A disease considered “treacherous”, diabetes has two most common types: type 1 and type 2. According to nurse Hanna Carvalho, the first is characterized by the low or complete absence of insulin production, and type II is defined as the resistance to this hormone. The specialist also mentions gestational diabetes, which arises during pregnancy and has similar characteristics with type II diabetes.

“The main symptoms of diabetes are excessive hunger and thirst, and the need to urinate several times a day. But it is important to point out that more than half of these people do not have typical symptoms of diabetes. Other symptoms such as weakness, fatigue, mood swings, nausea and vomiting, and fungal infections on the skin and nails; wounds, especially on the lower limbs, that take time to heal are common in diabetic patients”, he said.

Prevention

The prevention of diabetes, according to specialists, goes from seeing the doctor, doing regular diagnostic tests, as well as adopting a healthier lifestyle, such as eating vegetables and fruit daily, reducing the consumption of salt, sugar, fats, quitting smoking, and exercising for at least 30 minutes a day.

“Lifestyle is totally linked to our overall health and the development of these multifactorial diseases as well. Diabetes, for example, is a disease that comes from lifestyle, these habits, this routine of physical activity, eating, sleeping, stress, among other issues. The hereditary, genetic factors are related, but not strong enough to make a person have diabetes or high blood pressure, for example, as proven by studies”, pointed out professor Michael Saymon.

Regular activity helps diabetics control blood sugar levels (Shutterstock/Sport Life)

To promote health and well-being and combat the risk of early death from sedentary lifestyles, the World Health Organization (WHO) recommends that, on average, the adult population should engage in moderate physical activity for at least 200 minutes per week. For children and adolescents, an average of 60 minutes of moderate aerobic physical activity per day is recommended.

“That figure has increased to 200 minutes because of everything we’ve been through in the last two years [in the midst of the pandemic]. The previous recommendation was 150 minutes, but that was increased because the population is needing more and more. The benefits will be several, such as hormonal, aesthetic, daily disposition, better brain functioning, blood circulation issues, organ functioning, and inhibition of diseases that come from heredity”, emphasized Michael Saymon.

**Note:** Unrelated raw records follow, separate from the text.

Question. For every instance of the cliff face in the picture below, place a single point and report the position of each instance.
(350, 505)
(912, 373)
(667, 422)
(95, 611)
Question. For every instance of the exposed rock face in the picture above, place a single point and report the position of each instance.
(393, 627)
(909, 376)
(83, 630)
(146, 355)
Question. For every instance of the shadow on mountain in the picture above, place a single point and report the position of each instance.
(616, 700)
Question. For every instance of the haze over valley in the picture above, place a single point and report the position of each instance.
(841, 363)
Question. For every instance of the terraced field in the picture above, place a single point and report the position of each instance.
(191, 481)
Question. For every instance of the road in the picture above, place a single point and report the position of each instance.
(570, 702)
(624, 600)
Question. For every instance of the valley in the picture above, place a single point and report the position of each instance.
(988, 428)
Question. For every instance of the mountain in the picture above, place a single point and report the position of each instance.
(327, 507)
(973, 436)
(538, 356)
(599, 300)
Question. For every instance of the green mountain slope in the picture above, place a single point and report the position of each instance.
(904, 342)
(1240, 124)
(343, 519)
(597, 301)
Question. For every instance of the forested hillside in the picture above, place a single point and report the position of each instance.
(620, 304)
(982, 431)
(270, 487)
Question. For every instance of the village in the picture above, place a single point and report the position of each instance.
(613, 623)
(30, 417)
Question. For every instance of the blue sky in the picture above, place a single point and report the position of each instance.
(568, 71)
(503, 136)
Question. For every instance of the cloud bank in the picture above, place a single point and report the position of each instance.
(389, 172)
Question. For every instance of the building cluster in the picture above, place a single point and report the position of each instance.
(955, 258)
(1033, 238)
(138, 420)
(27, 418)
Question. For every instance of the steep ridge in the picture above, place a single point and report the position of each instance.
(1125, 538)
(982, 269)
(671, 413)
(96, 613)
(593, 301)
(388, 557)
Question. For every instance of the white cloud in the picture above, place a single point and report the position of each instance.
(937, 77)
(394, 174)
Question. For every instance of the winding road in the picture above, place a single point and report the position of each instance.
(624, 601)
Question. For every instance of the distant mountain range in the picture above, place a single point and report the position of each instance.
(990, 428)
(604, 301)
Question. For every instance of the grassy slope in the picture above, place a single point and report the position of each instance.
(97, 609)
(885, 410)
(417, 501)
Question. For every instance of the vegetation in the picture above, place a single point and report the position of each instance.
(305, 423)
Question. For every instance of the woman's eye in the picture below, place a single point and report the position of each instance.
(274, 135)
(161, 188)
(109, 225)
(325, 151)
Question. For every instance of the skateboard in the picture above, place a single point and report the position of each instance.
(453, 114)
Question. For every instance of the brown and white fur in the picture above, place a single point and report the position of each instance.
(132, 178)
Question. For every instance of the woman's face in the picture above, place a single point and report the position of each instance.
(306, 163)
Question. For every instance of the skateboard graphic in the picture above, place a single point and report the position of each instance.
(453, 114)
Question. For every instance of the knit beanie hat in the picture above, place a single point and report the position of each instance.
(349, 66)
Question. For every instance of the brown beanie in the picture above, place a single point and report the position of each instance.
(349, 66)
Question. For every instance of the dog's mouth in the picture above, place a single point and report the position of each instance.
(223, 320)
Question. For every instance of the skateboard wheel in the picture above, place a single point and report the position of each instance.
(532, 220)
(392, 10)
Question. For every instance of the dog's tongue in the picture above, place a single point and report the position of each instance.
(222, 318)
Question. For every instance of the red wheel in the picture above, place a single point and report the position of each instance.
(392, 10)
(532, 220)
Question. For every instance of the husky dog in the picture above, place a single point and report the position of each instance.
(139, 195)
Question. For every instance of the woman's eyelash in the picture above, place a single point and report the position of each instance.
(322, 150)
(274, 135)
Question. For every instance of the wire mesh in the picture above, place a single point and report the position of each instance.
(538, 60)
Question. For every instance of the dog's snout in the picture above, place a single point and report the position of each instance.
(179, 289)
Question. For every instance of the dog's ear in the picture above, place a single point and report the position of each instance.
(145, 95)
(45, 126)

According to the professor, people with diabetes can and should exercise. “If you go to an appointment, the doctor will tell you that you need to exercise, because this difficulty with insulin. The handling with glucose by the body is made more difficult for people with diabetes, and if you exercise, you have a greater production and a better use of glucose by the body. In other words, this causes the glucose levels to be controlled and reduces the sugar level, besides better producing certain hormones that will help in this maintenance”, adds the educator.